No matter how you look at it, Microsoft definetely seems to be feeling the squeeze that Google Apps are creating, which can be seen by price cuts, commissions to resellers, and its overall sales strategy for Office 365. Microsoft is now expected to launch the next generation of Microsoft Office today, which is currently its single biggest cash cow (it currently brings more revenue than sales of Windows), and are focusing more on buisnesses that have switched from Office to corporate versions of Google Apps.
In an effort to stop Google’s progress, the “Google Compete” team was created, who’s biggest goal is to stop customers from going Google. Clients and companies who have switched from Office to Google have received calls personally from the compete team, which seems to have been put together in late 2011.

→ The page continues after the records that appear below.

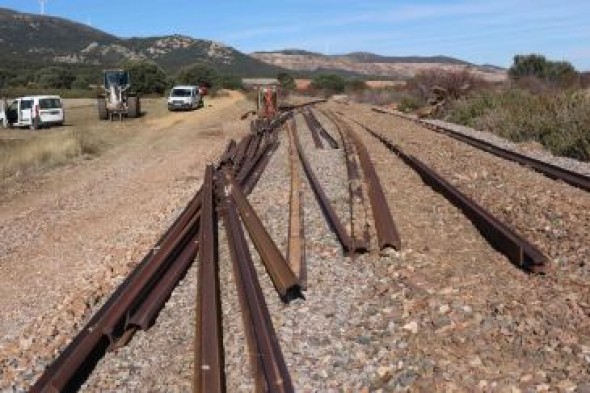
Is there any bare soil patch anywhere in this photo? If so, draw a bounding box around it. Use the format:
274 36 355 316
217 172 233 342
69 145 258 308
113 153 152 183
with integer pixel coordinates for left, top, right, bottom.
0 91 251 360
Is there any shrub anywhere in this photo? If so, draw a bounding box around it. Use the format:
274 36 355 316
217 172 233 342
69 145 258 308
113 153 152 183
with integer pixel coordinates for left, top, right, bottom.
446 88 590 161
277 72 296 90
310 74 346 94
35 66 76 89
398 96 423 112
218 75 244 90
122 60 168 95
349 87 411 106
345 79 368 92
508 54 579 88
407 69 485 102
71 76 90 90
176 64 220 90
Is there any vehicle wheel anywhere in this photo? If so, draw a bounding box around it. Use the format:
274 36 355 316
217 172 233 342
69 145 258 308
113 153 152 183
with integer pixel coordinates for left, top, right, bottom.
98 99 108 120
128 96 139 118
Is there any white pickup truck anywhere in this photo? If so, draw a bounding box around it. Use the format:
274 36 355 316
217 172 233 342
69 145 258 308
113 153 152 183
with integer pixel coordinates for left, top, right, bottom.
0 95 65 129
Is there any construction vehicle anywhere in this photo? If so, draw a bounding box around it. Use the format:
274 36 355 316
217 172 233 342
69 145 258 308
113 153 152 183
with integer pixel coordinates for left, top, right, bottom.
240 83 280 124
256 84 279 119
97 70 140 121
247 84 280 131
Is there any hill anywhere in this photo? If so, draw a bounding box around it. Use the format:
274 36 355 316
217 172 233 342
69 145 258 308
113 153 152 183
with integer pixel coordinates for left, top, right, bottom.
0 7 285 77
251 50 507 81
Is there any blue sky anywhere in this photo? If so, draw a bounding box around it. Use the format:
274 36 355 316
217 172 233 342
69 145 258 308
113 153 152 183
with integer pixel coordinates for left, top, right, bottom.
2 0 590 69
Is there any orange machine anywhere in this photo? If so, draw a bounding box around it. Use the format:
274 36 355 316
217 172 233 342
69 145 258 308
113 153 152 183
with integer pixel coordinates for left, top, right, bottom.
256 84 279 119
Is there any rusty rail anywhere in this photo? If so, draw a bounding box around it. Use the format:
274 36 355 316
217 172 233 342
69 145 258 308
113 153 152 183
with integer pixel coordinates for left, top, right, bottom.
325 111 369 253
352 118 547 272
32 187 204 392
194 165 225 393
286 120 307 289
221 188 294 393
373 107 590 192
33 112 294 392
302 109 324 148
223 169 302 302
306 109 339 149
333 115 402 251
292 117 353 254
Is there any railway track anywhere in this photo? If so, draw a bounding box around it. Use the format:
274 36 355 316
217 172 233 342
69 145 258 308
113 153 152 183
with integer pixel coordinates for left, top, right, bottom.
372 107 590 192
25 100 589 391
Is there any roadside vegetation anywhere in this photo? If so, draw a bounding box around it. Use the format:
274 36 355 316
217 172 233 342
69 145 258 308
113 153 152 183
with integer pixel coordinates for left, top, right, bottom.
0 60 245 99
0 60 246 180
355 54 590 162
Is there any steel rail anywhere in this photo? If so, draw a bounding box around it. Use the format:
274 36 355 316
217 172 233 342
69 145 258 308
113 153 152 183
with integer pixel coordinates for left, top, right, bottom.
373 107 590 192
32 114 294 392
194 165 225 393
286 120 307 289
292 117 353 254
219 139 238 167
325 111 370 253
232 134 254 169
221 191 294 393
245 133 262 161
123 232 200 335
241 130 281 195
31 190 204 392
307 108 339 149
126 128 269 337
31 115 290 392
278 98 327 111
301 109 324 148
351 118 547 272
333 114 401 251
223 169 302 302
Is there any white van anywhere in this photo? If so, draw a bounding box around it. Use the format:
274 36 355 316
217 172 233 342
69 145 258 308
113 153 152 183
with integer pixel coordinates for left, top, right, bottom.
167 85 204 111
0 95 65 129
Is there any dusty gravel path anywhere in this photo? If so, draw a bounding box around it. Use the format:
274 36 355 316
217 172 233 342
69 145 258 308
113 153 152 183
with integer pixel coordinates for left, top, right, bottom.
0 92 253 390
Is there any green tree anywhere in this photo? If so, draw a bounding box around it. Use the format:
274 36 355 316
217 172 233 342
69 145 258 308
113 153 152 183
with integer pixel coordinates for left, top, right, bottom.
509 54 578 87
0 69 16 89
218 75 244 90
310 74 346 93
71 76 90 90
122 60 168 95
277 72 296 90
176 64 220 90
35 66 76 89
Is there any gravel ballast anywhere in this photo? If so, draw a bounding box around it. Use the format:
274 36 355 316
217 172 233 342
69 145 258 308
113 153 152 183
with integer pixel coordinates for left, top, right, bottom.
2 99 589 391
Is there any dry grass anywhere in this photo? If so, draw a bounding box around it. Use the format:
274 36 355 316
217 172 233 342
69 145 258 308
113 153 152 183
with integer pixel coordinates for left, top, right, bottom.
0 98 167 179
0 132 81 177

Office 365 is quoted at being 50% more expensive than Google Apps, with many feeling that Google Apps are also “cooler” than Office. Dominion Enterprises, for example, was paying a reported 2 million dollars per year for Microsoft products, but now only pay 200,000 per year with Google Apps. That’s one hell of a difference.
Microsoft currently denies that Google is the reason for the companies recent moves, and although Google doesn’t seem to be doing significant damage to Microsoft Office (currently has 90% market share for business productivity software), Google is improving in this sector, and currently wins one third to half of new corporate customers that purchase web based software.
Gartner analyst Tom Austin summed it up nicely when he stated:
"All of a sudden this looks really serious. By all accounts, [Microsoft] should be burying Google, and they're not."
Microsoft attempted to counter in March of this year by offering up to 20% price discounts to big companies and universities.
Microsoft currently makes more money of off Android than they do from their own mobile OS, which is pretty unbelievable when you think about it. It’s nice to see Google getting back a slice of the pie by cutting into Microsofts biggest money maker.